Jean-Marc de Terwangne

Jean-Marc de Terwangne

«  Laisse-toi aimer par Dieu jusqu’au bout du Pardon ».

L’Amour de Dieu,  penché sur nous, n’est rien d’autre que la Miséricorde, le plus grand cadeau que le Seigneur puisse nous faire.
Aux yeux de Dieu, je suis unique.  Il faut oser le croire.

Trois mots hébreux sont employés pour désigner l’Amour de Dieu pour nous.

  1. REHEM désigne l’utérus, l’avènement de la vie.

« Et Dieu vit que cela était bon ».  C’est un terme bienveillant, bon, une naissance, en fait donner à l’autre un espace pour qu’il puisse exister, naître, vivre.

2. HESETH désigne l’acte concret de la bonté, c’est la bienveillance en action. Il y a aussi une notion de durée et donc de fidélité.  Il n’y a pas de limite au don de Dieu dans la Miséricorde.

Dans la Catéchèse de l’Eglise latine, il y a un commentaire de la phrase du Credo qui dit :       « Il est descendu aux enfers ».  C’est donc au cœur des ténèbres, des entrailles de la terre ou de la mort qu’est  semée  la Parole de Salut, c’est-à-dire Jésus lui-même.  Celui qui entend cette parole sera sauvé.  Les morts entendent la Parole de vie et se lèvent pour ressusciter avec le christ afin que nul ne se perde.

Adam, après la chute, se cache.  Il a peur de Dieu et de son jugement.  Or, Dieu l’appelle avec bonté tout en dévoilant son péché.  Et c’est ce ton bienveillant qui fait sortir l’homme et la femme de leur cachette où ils s’étaient enfermés.

L’exemple de Marthe ROBIN, fondatrice avec le Père FINET des Foyers de Charité à Chateauneuf-de-Galaure (France).  Elle a donné sens à sa souffrance (stigmates ) en la vivant pour les autres, les retraitants, le monde…

Le cas de Bernadette en demande d’euthanasie, après quinze ans de maladie dont trois dans son lit.  Il faut accepter de cheminer avec elle sans la juger mais en faisant confiance (foi) en la Miséricorde du Seigneur pour elle, en fait un surcroît de vie là où l’on ne voit que ténèbres.

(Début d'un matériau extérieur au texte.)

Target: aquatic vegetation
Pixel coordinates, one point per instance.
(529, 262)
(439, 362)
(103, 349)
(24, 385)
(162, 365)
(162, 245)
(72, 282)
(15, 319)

  1. HENE : ce terme évoque la grâce, la gratuité. Regardons l’encyclique « Laudato Si » de notre Pape François.  Le numéro 65 rappelle la très grande dignité de la personne humaine à cause de l’Amour dont Dieu la visite.

La Miséricorde consiste donc à rendre à l’autre sa dignité, à savoir le regarder selon le plan de Dieu sur lui.  C’est le chemin de la Sagesse.

Citons Jérémie 5,15.

« Avant que tu ne sois dans le sein de ta mère, je t’ai connu, dit le Seigneur ».

Chacun est nécessaire, il faut nous entraider car celui qui est aidé devient ensuite celui qui aide.

Le numéro 86 insiste sur la solidarité, l’entraide et le Salut.  On se supplée l’un l’autre.  Chacun est le reflet de la bonté divine, un reflet qui est complété par les autres.

Le récit de Jésus et la Samaritaine (Jn 4) est un exemple de la Miséricorde de Dieu pour chacun.  Jésus lui propose tout un chemin de conversion qui fait d’elle une évangélisatrice de tout son village.

La vérité rend libre.

« L’esprit vous conduira vers la vérité toute entière ».